Red-tailed Hawks

An Unlikely Story of Nature and Technology Existing Side by Side
Or is it?

Landfills and power generating facilities do not often conjur up images of new life.  More often it brings to mind piles of trash, the smell of decay and clouds of water vapor from cooling towers.  However, for the last several years, Red-tailed Hawks have defied the odds by nesting and raising their young in a power generating facility that is located in a southern California landfill.

 Southwestern Light Morph

The Red-tailed Hawk is a large, chunky, short-tailed raptor.

Red-tailed Hawks are perhaps the most common raptor seen across the United States.

They can be found in a variety of habitats, from wooded to open, from farmland to urban.


Southwestern Dark Morph  

The Red-tailed Hawk can be found in a variety of colors from rufous to dark.

Prey species include rodents, small mammals, snakes and the occasional bird.



Red-tailed Hawks are  monogamous and it is believed they may mate for life.

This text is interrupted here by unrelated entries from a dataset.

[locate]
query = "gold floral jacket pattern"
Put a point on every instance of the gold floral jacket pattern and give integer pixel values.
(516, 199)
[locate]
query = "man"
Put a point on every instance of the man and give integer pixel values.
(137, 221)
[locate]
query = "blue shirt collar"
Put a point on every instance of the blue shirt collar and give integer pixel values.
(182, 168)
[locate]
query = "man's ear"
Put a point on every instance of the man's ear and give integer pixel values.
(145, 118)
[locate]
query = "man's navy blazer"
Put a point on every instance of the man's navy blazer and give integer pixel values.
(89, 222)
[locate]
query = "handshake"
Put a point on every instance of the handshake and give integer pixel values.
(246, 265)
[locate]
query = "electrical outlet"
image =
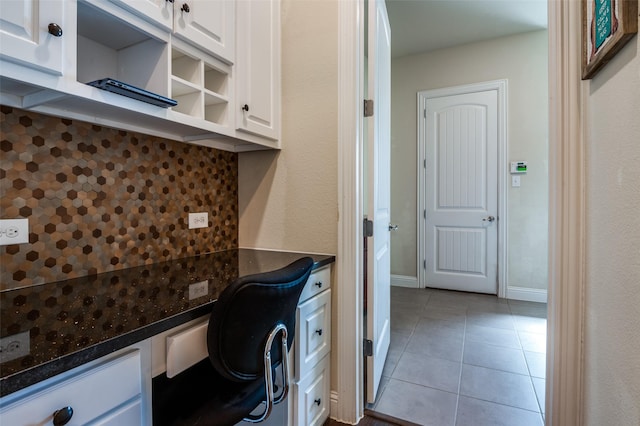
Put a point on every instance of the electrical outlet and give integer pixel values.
(14, 346)
(198, 289)
(14, 231)
(198, 220)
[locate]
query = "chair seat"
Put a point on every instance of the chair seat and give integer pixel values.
(200, 396)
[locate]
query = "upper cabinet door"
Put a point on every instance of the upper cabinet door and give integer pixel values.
(208, 24)
(258, 67)
(159, 11)
(32, 33)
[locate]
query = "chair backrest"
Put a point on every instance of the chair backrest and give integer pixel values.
(246, 312)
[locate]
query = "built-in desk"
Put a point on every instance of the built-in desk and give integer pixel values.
(73, 322)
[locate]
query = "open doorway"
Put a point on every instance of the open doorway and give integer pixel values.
(466, 317)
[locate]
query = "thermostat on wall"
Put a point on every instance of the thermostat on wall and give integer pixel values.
(518, 167)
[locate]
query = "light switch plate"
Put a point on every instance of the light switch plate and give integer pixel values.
(198, 220)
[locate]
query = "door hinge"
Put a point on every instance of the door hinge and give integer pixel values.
(367, 229)
(367, 348)
(368, 107)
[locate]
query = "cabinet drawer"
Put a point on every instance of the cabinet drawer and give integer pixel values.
(313, 334)
(318, 281)
(312, 395)
(90, 393)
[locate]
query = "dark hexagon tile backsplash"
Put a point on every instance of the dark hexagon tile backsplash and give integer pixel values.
(100, 199)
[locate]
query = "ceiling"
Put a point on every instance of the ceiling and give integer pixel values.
(419, 26)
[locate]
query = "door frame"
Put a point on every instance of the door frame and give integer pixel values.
(567, 222)
(501, 87)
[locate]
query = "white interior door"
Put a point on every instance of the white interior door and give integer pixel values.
(378, 197)
(462, 191)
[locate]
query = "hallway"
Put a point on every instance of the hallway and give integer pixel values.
(464, 359)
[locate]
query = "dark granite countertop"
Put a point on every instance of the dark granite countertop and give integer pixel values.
(78, 320)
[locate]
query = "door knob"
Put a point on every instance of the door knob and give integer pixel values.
(54, 30)
(63, 416)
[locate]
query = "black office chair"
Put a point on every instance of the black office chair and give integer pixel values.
(252, 325)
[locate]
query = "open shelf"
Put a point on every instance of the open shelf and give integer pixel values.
(200, 87)
(110, 47)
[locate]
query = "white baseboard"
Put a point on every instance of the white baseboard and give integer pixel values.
(527, 294)
(404, 281)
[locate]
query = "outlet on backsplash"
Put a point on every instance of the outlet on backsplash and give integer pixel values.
(14, 346)
(198, 220)
(14, 231)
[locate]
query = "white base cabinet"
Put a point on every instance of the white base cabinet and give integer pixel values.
(312, 376)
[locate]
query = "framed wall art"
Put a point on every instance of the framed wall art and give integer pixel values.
(607, 25)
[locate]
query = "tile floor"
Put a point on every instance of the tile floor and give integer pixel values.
(460, 359)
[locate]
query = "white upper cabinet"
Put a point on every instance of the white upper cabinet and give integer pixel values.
(33, 32)
(208, 24)
(258, 83)
(159, 11)
(219, 59)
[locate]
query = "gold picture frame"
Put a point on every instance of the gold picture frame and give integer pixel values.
(607, 25)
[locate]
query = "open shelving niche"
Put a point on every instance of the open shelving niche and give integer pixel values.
(201, 86)
(113, 43)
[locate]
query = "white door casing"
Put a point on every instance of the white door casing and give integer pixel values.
(461, 218)
(379, 194)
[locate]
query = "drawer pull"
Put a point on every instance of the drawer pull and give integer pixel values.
(62, 416)
(54, 29)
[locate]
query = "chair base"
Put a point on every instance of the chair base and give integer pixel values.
(199, 396)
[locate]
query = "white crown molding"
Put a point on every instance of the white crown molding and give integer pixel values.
(565, 351)
(347, 397)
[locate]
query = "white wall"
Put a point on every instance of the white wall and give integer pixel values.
(612, 356)
(288, 199)
(522, 60)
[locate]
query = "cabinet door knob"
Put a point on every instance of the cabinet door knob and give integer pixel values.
(62, 416)
(55, 30)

Eggs are incubated by both the male and female for 28-35 days. 


Red-tailed Hawks will usually have one brood per year.


The young hawks will usually stay in the nest for 42-46 days.


The male and female Red-tail will take turns feeding their young.


With constant feeding throughout the day, the young hawks grow rapidly. But  with wing development yet to come, they are still quite helpless.


And so the adult Hawks are ever vigilant.


Although still incapable of flight, the young hawks become active  in the nest, particularly when their food arrives.



Although the nest is relatively large, young hawks at this age easily fill up all the available space. Still, they huddle together while waiting the return of their parent with food.


When one of the adult hawks is near, the young hawks ready themselves for a meal.



The adult Red-tail swoops in with the afternoon catch.



Although the young hawks are getting close to fledging, the adult hawk still tries to make sure that each gets his/her share of the food. Having never left the nest, the young hawks have no idea how to hunt and fend for themselves.They still have a lot to learn.



It's time to spread those wings and strengthen those muscles.  A little landing practise doesn't hurt.


Since the primary feathers are just beginning to come in, the young hawk cannot go very far.  However, the fledging time is getting near, and the siblings look on with interest. Their turn is coming too.


Practise, practise, practise. 


The power generating facility with the Landfill beyond. 

The power generating facility is located in the landfill because decomposing trash produces methane. Methane can be used as a fuel for power generating equipment.  Rodents and other small mammals can be found in the landfill because of easy access to the trash.  And finally, the Red-tailed Hawks are in the landfill because of the easy access to the abundant rodents and small mammals and a high vantage point for their nest.  Seems like the definition of a symbiotic relationship.

So, the young hawks have fledged and the empty nest remains on the power line structure. 

Meanwhile, the young hawks will learn to ride the thermals created by heat rising from the stacks of the generating facility and hunt for rodents and snakes on the  landfill hillsides.

Red-tailed Hawks will return year after year to the same nest. So, the cycle will be repeated again next Spring.